My RNAseq analysis pipeline is as follows: fastqc (read quality is good, some overrepresentation of adaptor sequence) -> trimmomatic (trimmed adaptor sequence, qc report after trimming suggests the overrepresented adaptors are gone) -> HISAT2 (used a forward stranded alignment protocol) -> feature counts
However, the strange thing is that if I use a forward stranded protocol in feature counts (with the forward stranded alignment I generated with HISAT2), the assignment rate is 5 percent, with the majority of unassigned reads being having no features. But if I use a reverse stranded protocol in feature counts, the assignment rate is 70 percent. Does this suggest my data is reverse stranded?
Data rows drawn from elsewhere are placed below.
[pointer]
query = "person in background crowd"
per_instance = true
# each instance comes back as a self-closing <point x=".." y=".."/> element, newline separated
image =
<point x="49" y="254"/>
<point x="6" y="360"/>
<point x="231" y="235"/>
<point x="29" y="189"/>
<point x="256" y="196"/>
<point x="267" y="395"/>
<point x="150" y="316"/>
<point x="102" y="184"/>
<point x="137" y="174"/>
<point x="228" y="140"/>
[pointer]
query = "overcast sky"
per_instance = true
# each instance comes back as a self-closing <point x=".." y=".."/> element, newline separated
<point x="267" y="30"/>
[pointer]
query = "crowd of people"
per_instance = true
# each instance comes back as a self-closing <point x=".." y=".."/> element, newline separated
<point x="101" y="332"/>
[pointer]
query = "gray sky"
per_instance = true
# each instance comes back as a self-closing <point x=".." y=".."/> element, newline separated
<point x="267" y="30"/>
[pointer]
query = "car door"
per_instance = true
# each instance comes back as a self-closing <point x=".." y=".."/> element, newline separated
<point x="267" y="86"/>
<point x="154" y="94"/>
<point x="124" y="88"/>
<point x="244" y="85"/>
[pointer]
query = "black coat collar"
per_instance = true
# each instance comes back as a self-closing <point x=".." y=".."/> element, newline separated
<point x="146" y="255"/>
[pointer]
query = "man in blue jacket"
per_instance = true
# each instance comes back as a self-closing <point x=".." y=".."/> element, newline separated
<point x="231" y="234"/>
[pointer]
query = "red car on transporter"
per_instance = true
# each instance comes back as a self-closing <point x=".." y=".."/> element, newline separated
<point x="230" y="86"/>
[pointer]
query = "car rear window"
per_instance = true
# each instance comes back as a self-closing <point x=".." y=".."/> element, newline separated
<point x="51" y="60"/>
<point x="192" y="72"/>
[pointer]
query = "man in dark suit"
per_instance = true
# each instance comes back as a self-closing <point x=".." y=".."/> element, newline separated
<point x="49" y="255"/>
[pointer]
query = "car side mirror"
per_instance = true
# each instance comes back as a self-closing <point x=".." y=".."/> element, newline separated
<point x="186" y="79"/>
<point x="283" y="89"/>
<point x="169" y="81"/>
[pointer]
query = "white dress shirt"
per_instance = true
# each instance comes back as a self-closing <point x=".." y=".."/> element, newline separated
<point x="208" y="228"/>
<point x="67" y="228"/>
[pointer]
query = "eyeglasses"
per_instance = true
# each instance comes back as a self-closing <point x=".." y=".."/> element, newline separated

My library was prepared by the NEB directional RNA library prep kit that claims to produce forward stranded libraries, so I’m really confused by this result. How should I proceed with this data? Should I run an alignment with a reverse strand protocol and just proceed with a reverse strand assignment? Or should I proceed with the forward alignment and forward strand assignment data because that’s what the library is supposed to be?
Thank you so much for your help!
I'm having this exact same problem. PolyA RNA-Seq library, running with --fr in hisat2 gives a high fraction of concordant single-mappers, whereas --rf gives essentially none. When using -s 1 (forward stranded) though in featureCounts, I get essentially no assignment, while -s 2 (reverse stranded) gives a high assignment percentage. The descriptions of these parameters appear to suggest hisat2's --fr should be equivalent to featureCounts' -s 1, but the metrics indicate otherwise....
Make of it what you will, but there is this table online that also indicates what I've done should be right (--fr + -s 1), https://rnabio.org/module-09-appendix/0009/12/01/StrandSettings/.
Any suggestions would be greatly appreciated.